Bargaining teams are scheduled to return to the negotiation table today to try and hammer out a deal — the ninth attempt in 10 months. At stake are seven unpaid furlough days scheduled during the next two years, the first of which is March 16, 2012.

Each teacher furlough day is worth $458,450 to the district, according to Eva Lueck, chief business and financial officer for the district.

The days were included in an August 2010 agreement reached between the two parties amid steep cuts in state education funding. But with the district coffers buffered somewhat by one-time federal dollars, the teachers union asked that the three furlough days for 2011-12 be eliminated and the four 2012-13 days be negotiated as needed.

“The savings will only go to increase your reserves,” union secretary and math teacher Taline Arsenian said. “So why not give back what rightfully belongs to us and only take from teachers and students when the need arises? It is the right thing to do.”

Two furlough days scheduled for the 2010-11 school year were canceled in fall 2010. But district officials have refused to eliminate the remaining seven days outright, instead proposing to defer them by one year.

The move, they said, will afford Glendale Unified a bit of flexibility amid the state budget crisis.

“What we’re trying to do is create stability in an unstable time,” Supt. Dick Sheehan said. “Unfortunately, there is a lot of mistrust and that is what it boils down to.
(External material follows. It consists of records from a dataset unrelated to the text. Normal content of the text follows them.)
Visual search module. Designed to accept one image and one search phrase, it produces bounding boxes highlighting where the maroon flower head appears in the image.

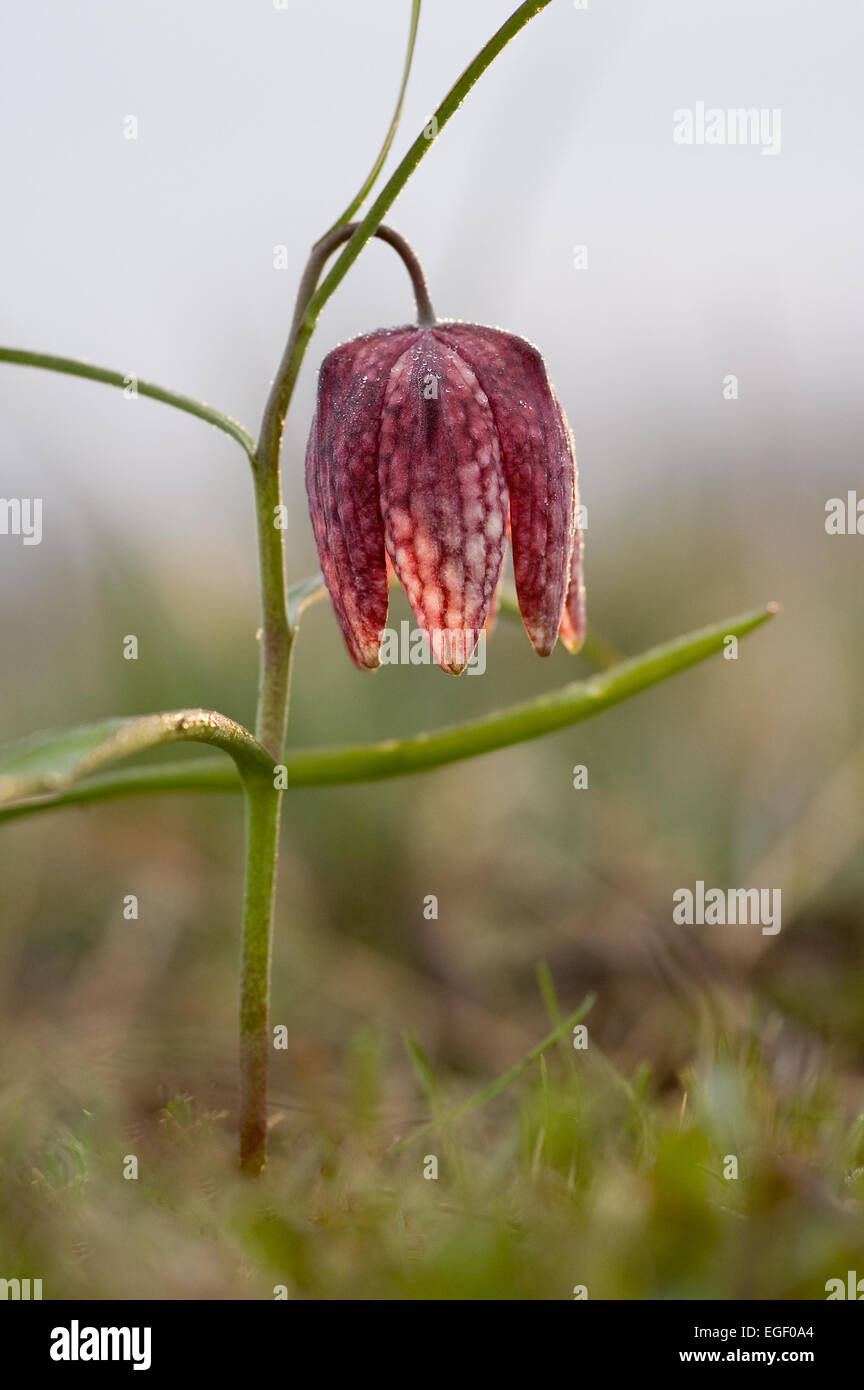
[306,322,585,674]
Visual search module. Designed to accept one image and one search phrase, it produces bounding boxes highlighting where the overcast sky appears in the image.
[0,0,864,586]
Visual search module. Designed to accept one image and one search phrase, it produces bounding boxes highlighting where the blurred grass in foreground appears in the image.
[0,1000,864,1300]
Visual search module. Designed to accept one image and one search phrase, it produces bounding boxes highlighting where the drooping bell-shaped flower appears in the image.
[306,321,585,674]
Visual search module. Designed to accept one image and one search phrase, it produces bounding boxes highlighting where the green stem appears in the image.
[0,603,778,821]
[0,348,256,457]
[321,0,419,240]
[258,0,550,467]
[240,776,282,1176]
[253,456,293,762]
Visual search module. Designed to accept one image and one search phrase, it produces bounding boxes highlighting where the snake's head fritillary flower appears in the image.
[306,322,585,674]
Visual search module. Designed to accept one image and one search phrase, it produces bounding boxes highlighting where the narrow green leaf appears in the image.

Our goal is to push them out two years in the hopes that we never have to enact them.”

Union leaders have repeatedly argued that the district’s reserves, at more than $70 million, afford it plenty of room to buy back the furlough days.

“This district has a whale of reserves,” Carlson said.

Tuesday wasn’t the first time that the union has publicly pressured the district. In May 2010, several dozen teachers staged a candlelight vigil outside school board member Greg Krikorian’s home to demand the withdrawal of 77 layoff notices.

But Lueck has repeatedly said that the reserve figure is bloated by millions in one-time federal dollars that are being quickly exhausted. Without that money, the district would be $11.9 million in the red this year alone, she said.

“Without those one-time dollars, that deficit grows to $21.6 million in 2013-14,” Lueck said Tuesday. “That is our challenge. Yes, we have money in the current year, we have significant dollars. But as we move forward, if the state does not provide us with any additional revenue to help us with our structural deficit, we have a problem we need to deal with.”